On January 31, 2009 PACE and the Hib Initiative hosted Childhood Pneumonia and Meningitis: Recent Advances at Aga Khan University in Karachi, Pakistan. The event, brought together stakeholders in child health from Pakistan, including health professionals, representatives from the Ministry of Health and EPI officials. Event leaders, PACE Co-chair Dr. Ciro de Quadros and PACE member Dr. Zulfiqar Bhutta, highlighted the role of advocacy in combating childhood pneumonia and meningitis.

On March 3, 2009, PACE, in conjunction with the Sabin Vaccine Institute, PneumoADIP and the WHO, hosted a media briefing at the Sabin Vaccine Institute's 4th Regional Pneumococcal Symposium in Johannesburg, South Africa, at which PACE released two new studies, Sequelae Due to Bacterial Meningitis among African Children: A Systematic Literature Review, and Bacterial Infections in Persons with Sickle Cell Disease: A Review of Data from Africa with a Focus on Pneumococcal Disease. The event also sought to highlight South Africa's introduction of the pneumococcal vaccine, with support from the GAVI Alliance.

In October 2009, PACE conducted a briefing and one-on-one meetings with members of the European Parliament and European Commission to recommend action on pneumococcal disease.

On November 1–2, 2009 PACE, a member of the World Pneumonia Day Coalition, sponsored a press conference, policymaker roundtable, rally, march and symposium to commemorate World Pneumonia Day in Bangladesh where the country’s leaders and advocates focused their attention on the prevention and treatment of pneumonia. These events and activities were led by PACE member Dr. Samir K. Saha. PACE World Pneumonia Day events also took place in Brazil, Dominican Republic, Kenya, South Africa, the Czech Republic, Israel, Pakistan, China and the Philippines.
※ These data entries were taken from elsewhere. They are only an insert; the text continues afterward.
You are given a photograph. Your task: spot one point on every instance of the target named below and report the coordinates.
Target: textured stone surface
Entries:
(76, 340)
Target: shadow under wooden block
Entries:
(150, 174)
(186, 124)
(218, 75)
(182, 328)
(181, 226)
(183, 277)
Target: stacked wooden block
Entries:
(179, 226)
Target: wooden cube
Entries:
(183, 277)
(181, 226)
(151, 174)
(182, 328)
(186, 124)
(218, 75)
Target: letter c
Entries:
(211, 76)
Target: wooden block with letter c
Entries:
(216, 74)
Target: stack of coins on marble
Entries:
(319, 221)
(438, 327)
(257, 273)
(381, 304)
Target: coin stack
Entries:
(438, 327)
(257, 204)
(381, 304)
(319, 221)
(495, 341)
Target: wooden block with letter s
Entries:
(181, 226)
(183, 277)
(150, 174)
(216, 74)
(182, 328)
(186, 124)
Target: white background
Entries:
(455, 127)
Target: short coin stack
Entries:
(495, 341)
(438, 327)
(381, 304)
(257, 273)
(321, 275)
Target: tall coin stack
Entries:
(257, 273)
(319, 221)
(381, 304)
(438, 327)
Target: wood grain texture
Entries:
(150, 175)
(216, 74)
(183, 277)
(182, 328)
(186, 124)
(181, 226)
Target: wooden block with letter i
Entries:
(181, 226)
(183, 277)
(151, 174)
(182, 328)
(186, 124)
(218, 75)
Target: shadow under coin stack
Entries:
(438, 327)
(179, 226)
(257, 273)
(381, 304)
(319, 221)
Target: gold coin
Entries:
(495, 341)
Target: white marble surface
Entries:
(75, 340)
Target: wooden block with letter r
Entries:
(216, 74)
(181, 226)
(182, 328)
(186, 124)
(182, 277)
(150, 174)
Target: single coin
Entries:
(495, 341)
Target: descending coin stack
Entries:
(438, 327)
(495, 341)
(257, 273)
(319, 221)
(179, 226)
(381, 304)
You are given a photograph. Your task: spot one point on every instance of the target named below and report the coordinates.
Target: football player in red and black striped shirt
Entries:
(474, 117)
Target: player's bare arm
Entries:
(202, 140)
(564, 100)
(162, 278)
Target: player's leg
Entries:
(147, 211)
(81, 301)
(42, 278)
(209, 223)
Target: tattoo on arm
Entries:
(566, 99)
==Global Call to Action on Pneumococcal Disease==
In 2008, PACE launched its Global Call to Action on Pneumococcal Disease Prevention in partnership with 114 professional medical societies, organizations and institutions from around the world.

==PACE Commissioned Studies==
PACE commissioned two studies, Sequelae Due to Bacterial Meningitis among African Children: A Systematic Literature Review, and Bacterial Infections in Persons with Sickle Cell Disease: A Review of Data from Africa with a Focus on Pneumococcal Disease, that highlighted the increased risk for children in Africa of contracting pneumococcal disease and suffering its devastating consequences. It was found that African children who contract pneumococcal disease are 36 times as likely to have sickle-cell disease, a blood disorder prevalent in African children that increases the risk for infectious diseases and early death. Inn addition, the research showed that up to one-half of all children in Africa who get pneumococcal meningitis will either die or be disabled as a consequence of the disease, even when treated with antibiotics in a hospital. As the three leading causes of bacterial meningitis in childhood are vaccine preventable, the regular use of conjugate vaccines would reduce the high burden of morbidity and mortality in both epidemic and endemic settings.